1,347 were built between August 1942 and August 1944. It carried a crew of 5 (driver, radio operator, gunner, commander and loader), and was powered by a water-cooled V-12 engine, taking to speeds up to 28 m.p.h. (45 k.m.p.h.), and alonng with its feared main weapon carried two 7.92mm MG-34 machine guns, used in close combat situations. While the Tiger I has been called an outstanding design for its time, it was arguably over-engineered using expensive materials and labour-intensive production methods. The Tiger was prone to certain types of track failures and breakdowns, and was limited in range by its high fuel consumption.
It was expensive to maintain, but generally mechanically reliable. Also being difficult to transport, and vulnerable to immobilisation when mud, ice, and snow froze between its overlapping and interleaved Schachtellaufwerk-pattern road wheels, often jamming them solid, made the effectiveness of this fearsome weapon less potent. This was a problem on the Eastern Front in the muddy spring season and during periods of extreme cold.

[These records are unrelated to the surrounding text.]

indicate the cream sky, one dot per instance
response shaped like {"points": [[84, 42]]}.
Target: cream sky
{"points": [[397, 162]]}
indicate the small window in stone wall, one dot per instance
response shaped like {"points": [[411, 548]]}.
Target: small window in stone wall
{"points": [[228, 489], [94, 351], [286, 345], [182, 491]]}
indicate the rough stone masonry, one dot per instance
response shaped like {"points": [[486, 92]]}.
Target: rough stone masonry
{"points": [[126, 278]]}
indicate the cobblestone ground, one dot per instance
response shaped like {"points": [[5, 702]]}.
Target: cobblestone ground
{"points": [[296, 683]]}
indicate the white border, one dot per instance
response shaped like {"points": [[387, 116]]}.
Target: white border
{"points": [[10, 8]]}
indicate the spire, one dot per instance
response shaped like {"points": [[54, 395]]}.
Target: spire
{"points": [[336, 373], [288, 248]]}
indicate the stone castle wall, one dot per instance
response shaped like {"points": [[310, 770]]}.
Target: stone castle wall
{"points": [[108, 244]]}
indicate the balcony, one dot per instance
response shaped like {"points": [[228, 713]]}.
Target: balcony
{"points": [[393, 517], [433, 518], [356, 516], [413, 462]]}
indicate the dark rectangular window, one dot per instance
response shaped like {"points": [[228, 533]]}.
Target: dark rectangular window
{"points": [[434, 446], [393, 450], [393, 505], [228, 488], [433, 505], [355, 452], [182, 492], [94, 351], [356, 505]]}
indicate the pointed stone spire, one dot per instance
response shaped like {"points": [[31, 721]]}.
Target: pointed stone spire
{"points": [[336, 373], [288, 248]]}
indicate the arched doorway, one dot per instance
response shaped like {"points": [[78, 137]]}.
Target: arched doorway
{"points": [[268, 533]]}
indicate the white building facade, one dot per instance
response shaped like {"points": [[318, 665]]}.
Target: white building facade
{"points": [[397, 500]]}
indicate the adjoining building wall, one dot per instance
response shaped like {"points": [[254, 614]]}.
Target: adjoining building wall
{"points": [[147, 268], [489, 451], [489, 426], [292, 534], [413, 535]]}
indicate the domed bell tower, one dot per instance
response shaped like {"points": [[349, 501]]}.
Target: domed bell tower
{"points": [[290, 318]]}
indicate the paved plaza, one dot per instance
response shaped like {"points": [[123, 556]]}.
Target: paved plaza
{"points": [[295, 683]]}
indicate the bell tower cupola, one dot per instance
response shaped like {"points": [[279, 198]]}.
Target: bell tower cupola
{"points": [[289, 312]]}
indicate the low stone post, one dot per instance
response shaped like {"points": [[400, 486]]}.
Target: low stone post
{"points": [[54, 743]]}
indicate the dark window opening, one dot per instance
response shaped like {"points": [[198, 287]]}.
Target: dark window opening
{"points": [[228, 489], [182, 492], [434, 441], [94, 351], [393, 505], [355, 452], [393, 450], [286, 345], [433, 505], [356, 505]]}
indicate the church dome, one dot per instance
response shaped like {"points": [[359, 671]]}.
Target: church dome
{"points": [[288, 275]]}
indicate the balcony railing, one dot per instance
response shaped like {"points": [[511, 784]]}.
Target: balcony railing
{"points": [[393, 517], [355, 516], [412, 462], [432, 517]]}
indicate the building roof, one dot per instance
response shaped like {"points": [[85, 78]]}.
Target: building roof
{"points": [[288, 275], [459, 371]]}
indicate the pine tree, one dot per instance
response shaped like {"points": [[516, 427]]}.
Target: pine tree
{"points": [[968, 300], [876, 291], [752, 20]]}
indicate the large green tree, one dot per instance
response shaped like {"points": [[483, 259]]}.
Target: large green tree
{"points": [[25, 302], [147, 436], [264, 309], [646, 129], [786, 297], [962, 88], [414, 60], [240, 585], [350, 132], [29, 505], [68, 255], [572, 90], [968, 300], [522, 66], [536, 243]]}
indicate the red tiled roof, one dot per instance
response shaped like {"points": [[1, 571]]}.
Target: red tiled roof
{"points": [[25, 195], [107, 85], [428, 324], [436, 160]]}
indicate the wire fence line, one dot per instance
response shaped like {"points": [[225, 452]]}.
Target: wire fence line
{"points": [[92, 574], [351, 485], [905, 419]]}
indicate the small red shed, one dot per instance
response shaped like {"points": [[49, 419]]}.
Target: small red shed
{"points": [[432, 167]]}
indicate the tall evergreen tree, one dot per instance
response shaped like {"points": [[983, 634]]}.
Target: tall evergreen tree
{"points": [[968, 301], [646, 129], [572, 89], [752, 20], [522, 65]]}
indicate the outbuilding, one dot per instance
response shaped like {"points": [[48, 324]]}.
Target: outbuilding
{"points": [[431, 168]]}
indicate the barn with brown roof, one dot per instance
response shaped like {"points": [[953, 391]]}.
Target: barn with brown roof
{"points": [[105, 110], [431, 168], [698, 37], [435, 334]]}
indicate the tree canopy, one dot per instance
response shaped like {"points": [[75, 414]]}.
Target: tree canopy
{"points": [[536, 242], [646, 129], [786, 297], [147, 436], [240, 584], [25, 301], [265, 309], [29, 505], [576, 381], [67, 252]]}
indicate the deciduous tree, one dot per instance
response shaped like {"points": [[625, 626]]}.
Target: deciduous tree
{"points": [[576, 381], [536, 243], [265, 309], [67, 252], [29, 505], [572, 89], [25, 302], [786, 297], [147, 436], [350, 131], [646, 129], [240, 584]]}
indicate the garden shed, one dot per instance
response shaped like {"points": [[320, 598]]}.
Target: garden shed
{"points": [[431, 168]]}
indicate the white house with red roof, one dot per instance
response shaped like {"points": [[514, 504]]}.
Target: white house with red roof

The tank was given its nickname "Tiger" by Ferdinand Porsche, and the Roman numeral was added after the later Tiger II entered production. The initial designation was Panzerkampfwagen VI Ausführung H (Panzer VI version H, abbreviated PzKpfw VI Ausf. H) where 'H' denoted Henschel as the designer/manufacturer. It was classified with ordnance inventory designation SdKfz 182. The tank was later re-designated as PzKpfw VI Ausf. E in March 1943, with ordnance inventory designation SdKfz 181. Mid-production Tiger I's have the second design turret with the smaller cupola but retain the rubber-rimmed roadwheels.